As the U.S. and Oprah Winfrey gain more and more access to Australia so does the Amway. I saw a Q & A a while ago and Bill Shorten appeared. A question came from the audience re Tim Jackson's "Properity without Growth" and in 10 seconds Shorten completely white anted the whole paper by saying, "I'm sure there are a lot of people earning $150,000 a year who would question that theory" It's easy to attack and destroy ANY theory that quotes Marks, degrowth, or is percieved to herald a "backward step" where we'll all end up living in caves.
A Steady State does not advocate this at all.

3/ & 4/ Show me the money. When the bean counters tot this all up a figure of $12 TRILLION has been lost through the global financial crisis. Now tell me there's not enough to go around. There have been many suggestions about a levy of miniscule amounts on the trillions of financial transactions that take place every day, but no-one has got the courage to take these bastards on. I remember when Argentina were in real financial trouble and they just defaulted on their debts, so what ? Ireland bent to the whim of the IMF and borrowed their future away rather than constructing a new one.

I agree wholeheartedly that there is a complete vacuum when it comes to leaders who are advocating for the future, determined to maintain the status quo, we seem to have forgotten that this current market system is only 30 years old and failed miserably at the first hurdle. The vested interests hold sway and are not going to give in - just today I heard all the CEO's of big tobacco swearing on oath that smoking was not addictive. Well the same applies to growth, it is an addiction completely destructive to ourselves as people and society as a whole, not to mention the surface we live on.

Of course the biodiversity loss would be increased as the undeveloped world "develops" or as more and more people migrate to countries where they can aspire to western standards. The first move has to come from the west. From a grass routes movement that has seen through the paucity of infinate economic growth.

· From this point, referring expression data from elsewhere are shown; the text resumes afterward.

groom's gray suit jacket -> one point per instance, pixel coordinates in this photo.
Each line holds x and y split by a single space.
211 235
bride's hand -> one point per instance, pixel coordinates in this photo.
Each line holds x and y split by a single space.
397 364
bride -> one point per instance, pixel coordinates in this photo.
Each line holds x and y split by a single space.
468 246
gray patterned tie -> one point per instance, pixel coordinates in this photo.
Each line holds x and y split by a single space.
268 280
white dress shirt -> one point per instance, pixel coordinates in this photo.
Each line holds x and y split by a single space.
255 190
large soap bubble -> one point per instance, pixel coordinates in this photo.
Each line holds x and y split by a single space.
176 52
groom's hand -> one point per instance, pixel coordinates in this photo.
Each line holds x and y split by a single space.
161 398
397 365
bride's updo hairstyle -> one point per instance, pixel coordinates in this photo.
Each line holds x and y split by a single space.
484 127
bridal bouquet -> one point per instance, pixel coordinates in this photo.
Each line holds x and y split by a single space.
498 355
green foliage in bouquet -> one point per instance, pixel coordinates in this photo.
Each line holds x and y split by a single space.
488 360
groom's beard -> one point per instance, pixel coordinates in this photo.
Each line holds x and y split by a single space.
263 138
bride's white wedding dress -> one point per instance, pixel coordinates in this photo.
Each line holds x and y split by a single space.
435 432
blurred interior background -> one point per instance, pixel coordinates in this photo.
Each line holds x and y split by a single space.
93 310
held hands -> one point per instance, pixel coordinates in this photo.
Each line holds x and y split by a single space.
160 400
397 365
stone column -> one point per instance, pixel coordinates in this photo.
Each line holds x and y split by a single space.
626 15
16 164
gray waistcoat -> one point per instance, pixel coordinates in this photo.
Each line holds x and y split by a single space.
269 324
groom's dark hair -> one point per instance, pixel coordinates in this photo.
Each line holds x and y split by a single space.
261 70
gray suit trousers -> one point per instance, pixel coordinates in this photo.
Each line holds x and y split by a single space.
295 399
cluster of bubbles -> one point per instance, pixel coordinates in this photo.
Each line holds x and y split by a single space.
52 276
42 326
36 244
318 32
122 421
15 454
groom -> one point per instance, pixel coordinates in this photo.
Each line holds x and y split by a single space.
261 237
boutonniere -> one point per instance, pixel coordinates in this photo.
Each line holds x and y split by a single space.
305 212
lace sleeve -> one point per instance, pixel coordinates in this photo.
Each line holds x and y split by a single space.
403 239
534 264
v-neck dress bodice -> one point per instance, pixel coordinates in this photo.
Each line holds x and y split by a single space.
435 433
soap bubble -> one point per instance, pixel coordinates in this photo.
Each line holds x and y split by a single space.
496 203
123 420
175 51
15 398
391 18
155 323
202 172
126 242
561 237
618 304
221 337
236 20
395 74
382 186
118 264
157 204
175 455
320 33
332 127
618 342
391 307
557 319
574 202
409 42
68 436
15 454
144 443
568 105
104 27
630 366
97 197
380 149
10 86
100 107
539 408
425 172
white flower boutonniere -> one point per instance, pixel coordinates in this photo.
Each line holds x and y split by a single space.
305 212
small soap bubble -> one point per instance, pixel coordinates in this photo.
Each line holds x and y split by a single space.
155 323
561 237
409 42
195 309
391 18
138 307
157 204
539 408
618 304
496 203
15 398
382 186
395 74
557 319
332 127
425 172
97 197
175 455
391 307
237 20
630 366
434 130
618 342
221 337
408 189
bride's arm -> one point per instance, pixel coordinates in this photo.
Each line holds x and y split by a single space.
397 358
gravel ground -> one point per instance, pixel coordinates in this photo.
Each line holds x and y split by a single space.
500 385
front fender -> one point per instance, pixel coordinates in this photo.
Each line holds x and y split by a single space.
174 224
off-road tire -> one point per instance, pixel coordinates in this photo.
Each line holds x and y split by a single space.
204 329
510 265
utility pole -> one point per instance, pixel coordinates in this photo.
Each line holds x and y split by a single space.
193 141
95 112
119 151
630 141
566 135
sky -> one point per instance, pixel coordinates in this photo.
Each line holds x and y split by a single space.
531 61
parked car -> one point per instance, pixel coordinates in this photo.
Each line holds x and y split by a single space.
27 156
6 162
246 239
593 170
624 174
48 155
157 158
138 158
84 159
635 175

A breath-taking perspective, Ixpieth. I feel pretty certain that Australia is going down the same road as Ireland. When the IMF comes to collect, Australians need to refuse to pay up, like Argentina, not like Ireland. I nearly said that we are like Ireland, except that we have minerals and other raw materials, whereas Ireland has little and even lost all her trees (to the same English colonial phenomenon) centuries ago. But then I thought of how we have gone into infrastructure debt to turbocharge our mining product and of how sales depend on a market which is inexorably grinding to a halt. And, after even politicians refused more taxpayer money to create and finance Swann and Rudd's "Ruddbank" in 2009, Mr Swann seems now to have managed by himself to make Mr and Mrs Middleclass's superannuation legally available to bolster the doomed construction sector for when the banks pull out. The floods in Queensland and Northern NSW highlight the wobbly basis of the Australian growth economy. If we had a bill of rights, or better still, a civil code, like the French and other European states have had since the 19th century, to guarantee us affordable shelter and income, we would stand a chance. If the payroll tax laws were repealed and we then had the right to withhold our income tax (which is collected before we get paid) we would also have bargaining power. And, if we had zero-net immigration, we would stand a chance of consolidating and redistributing what real wealth we have (as opposed to paper-debt-based 'wealth').

Feel free to dispute these observations; I would like some feedback.